In the case of the spillover analysis, our main conclusions are as follows: 1) there are negative horizontal wages and gross revenues spillovers effects on gross revenues growth but positive horizontal gross revenues spillovers effects on ROA, 2) there are positive backwards wages spillovers effects on gross revenues when inward FDI was obtained a period before the period of analysis, and 3) there is a negative forward wage spillover effect on gross revenues in one period after the period of analysis. These results suggest that the inputs offered by firms with inward FDI are either more expensive or too technologically advanced for local firms, which triggers negative forward spillovers because domestic firms could not have enough absorptive capacity. In other words, as Lenaerts and Merlevede (2015) mentions, large foreign investors “bring their own supply chain” and thus do not generate spillovers along the supply chain. Furthermore, our findings suggest that foreign firms purchase inputs from domestic firms, allowing them to increase their sales in the following period. Ecuadorian firms, on the other hand, appear to be less able to deal with the “market stealing” effect of MNEs, which is consistent with evidence of negative forward and horizontal spillovers, given the country’s high proportion of micro and small firms.

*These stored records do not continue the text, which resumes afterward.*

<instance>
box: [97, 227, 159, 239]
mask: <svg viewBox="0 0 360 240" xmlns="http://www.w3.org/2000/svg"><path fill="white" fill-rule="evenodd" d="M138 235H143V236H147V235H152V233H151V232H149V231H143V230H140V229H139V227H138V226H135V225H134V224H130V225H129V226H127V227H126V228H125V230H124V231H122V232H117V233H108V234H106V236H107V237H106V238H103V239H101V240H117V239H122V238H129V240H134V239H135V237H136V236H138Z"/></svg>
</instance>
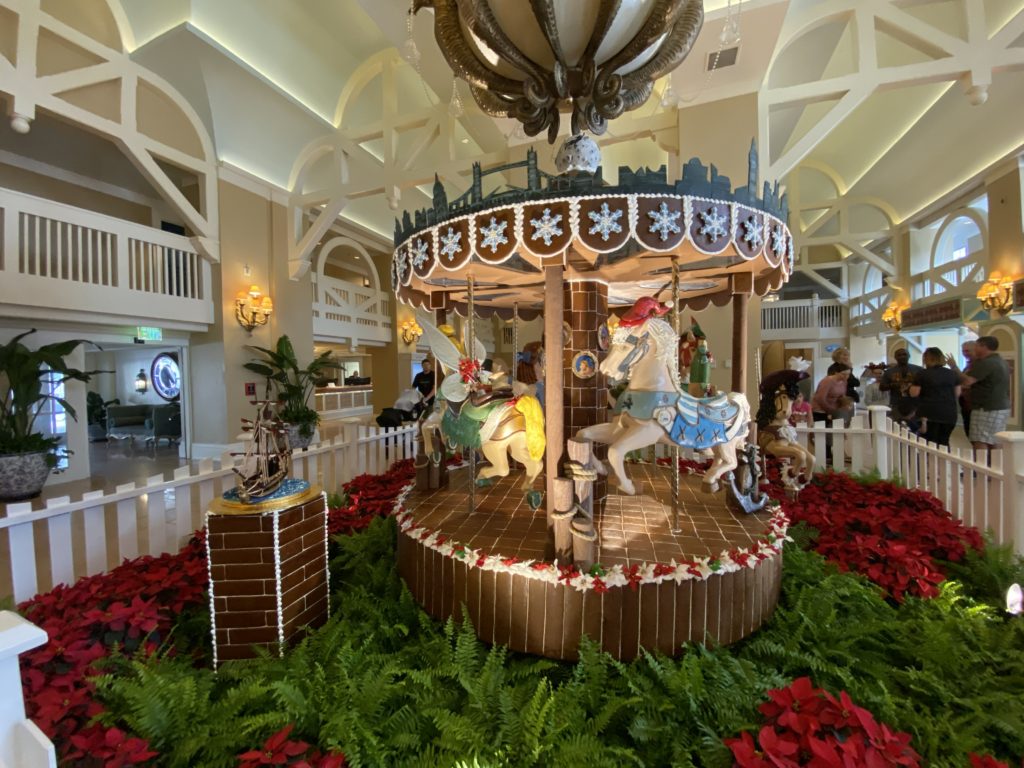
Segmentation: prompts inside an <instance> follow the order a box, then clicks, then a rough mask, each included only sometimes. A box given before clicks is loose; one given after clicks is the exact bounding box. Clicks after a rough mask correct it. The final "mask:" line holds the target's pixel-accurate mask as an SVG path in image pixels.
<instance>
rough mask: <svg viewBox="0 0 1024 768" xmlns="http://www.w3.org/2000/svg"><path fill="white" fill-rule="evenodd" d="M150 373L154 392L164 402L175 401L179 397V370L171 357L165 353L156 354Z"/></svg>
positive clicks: (179, 385)
mask: <svg viewBox="0 0 1024 768" xmlns="http://www.w3.org/2000/svg"><path fill="white" fill-rule="evenodd" d="M150 373H151V376H150V382H151V383H152V384H153V388H154V390H156V392H157V394H159V395H160V396H161V397H163V398H164V399H165V400H176V399H177V398H178V397H180V396H181V369H180V368H178V361H177V360H176V359H174V357H173V356H172V355H170V354H168V353H167V352H161V353H160V354H158V355H157V356H156V358H155V359H154V360H153V369H152V370H151V372H150Z"/></svg>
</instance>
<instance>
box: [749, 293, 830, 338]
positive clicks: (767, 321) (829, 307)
mask: <svg viewBox="0 0 1024 768" xmlns="http://www.w3.org/2000/svg"><path fill="white" fill-rule="evenodd" d="M846 313H847V309H846V306H845V305H844V304H842V303H841V302H840V301H838V300H836V299H828V300H824V301H822V300H820V299H810V300H807V301H771V302H764V303H763V304H762V305H761V338H762V339H763V340H766V341H772V340H777V339H804V338H825V339H831V338H837V339H839V338H844V337H845V336H846V334H847V314H846Z"/></svg>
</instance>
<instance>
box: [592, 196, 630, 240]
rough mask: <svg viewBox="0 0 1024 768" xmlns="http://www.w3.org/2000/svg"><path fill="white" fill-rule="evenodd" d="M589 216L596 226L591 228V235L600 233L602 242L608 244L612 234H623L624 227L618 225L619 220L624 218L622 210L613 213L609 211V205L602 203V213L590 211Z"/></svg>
mask: <svg viewBox="0 0 1024 768" xmlns="http://www.w3.org/2000/svg"><path fill="white" fill-rule="evenodd" d="M587 215H588V216H589V217H590V220H591V221H593V222H594V226H592V227H591V228H590V233H591V234H597V233H598V232H600V233H601V240H603V241H605V242H607V240H608V237H609V236H610V234H611V233H612V232H621V231H622V230H623V225H622V224H620V223H618V219H621V218H622V217H623V211H622V209H615V210H614V211H612V210H609V209H608V204H607V203H601V210H600V211H589V212H588V213H587Z"/></svg>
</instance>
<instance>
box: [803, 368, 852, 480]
mask: <svg viewBox="0 0 1024 768" xmlns="http://www.w3.org/2000/svg"><path fill="white" fill-rule="evenodd" d="M828 370H829V371H834V373H830V374H828V375H827V376H826V377H825V378H823V379H822V380H821V382H820V383H819V384H818V388H817V389H816V390H814V397H812V398H811V416H812V418H813V419H814V421H823V422H824V423H825V426H826V427H831V425H833V419H842V418H844V417H845V416H846V412H847V411H848V410H849V409H850V408H851V407H852V406H853V400H851V399H850V397H849V396H848V395H847V393H846V385H847V381H848V380H849V378H850V373H851V372H850V368H849V366H845V365H844V364H842V362H836V364H833V366H830V367H829V369H828ZM825 459H826V460H827V461H831V434H830V433H829V434H828V435H827V436H826V437H825Z"/></svg>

Our findings from spillover effects on various economic sectors are diverse. Negative horizontal spillover effects are found in all sectors, but the magnitude varies depending on the performance measure. According to our findings, backward spillovers have mostly a negative effect on the performance indicators of firms in various economic sectors. On each sector and firm performance measure, the results for forward spillover effects are more diverse. These heterogeneous FDI spillovers effects on economic activities imply various challenges in terms of public policy.

Consequently, several policy implications can be derived from these results. First, the government should provide support to domestic firms by a policy of tax incentives for small firms conditional on receiving FDI via capital increase, or via creation of new firms with a minimum amount of foreign capitals. Second, the government should focus incentives on FDI heterogeneously, distinguishing whether incentives are made for investments by reinvestment of foreign profits or if it is carried out mainly by new incoming FDI. Third, improving the investment framework through better macroeconomic and institutional conditions should be a prime guideline for policy (Alguacil et al. 2011). Fourth, policies aimed at increasing local learning capabilities and labor skills may be essential to increase the absorptive capacity of domestic firms (Sinani and Meyer 2004), which could reduce the technological transfer gaps between foreign and domestic firms but more importantly, firms could better absorb technology and increase the quality of their products and increase competition. Finally, the government should focus on specific industries where there are no spillover effects on ROA and gross revenues in order to spread the positive outcomes of some firms in the sector, but also on industries where there are backward spillovers because they can stimulate foreign firms to buy goods for domestic firms in order to promote competition, product quality, and increase local firm production.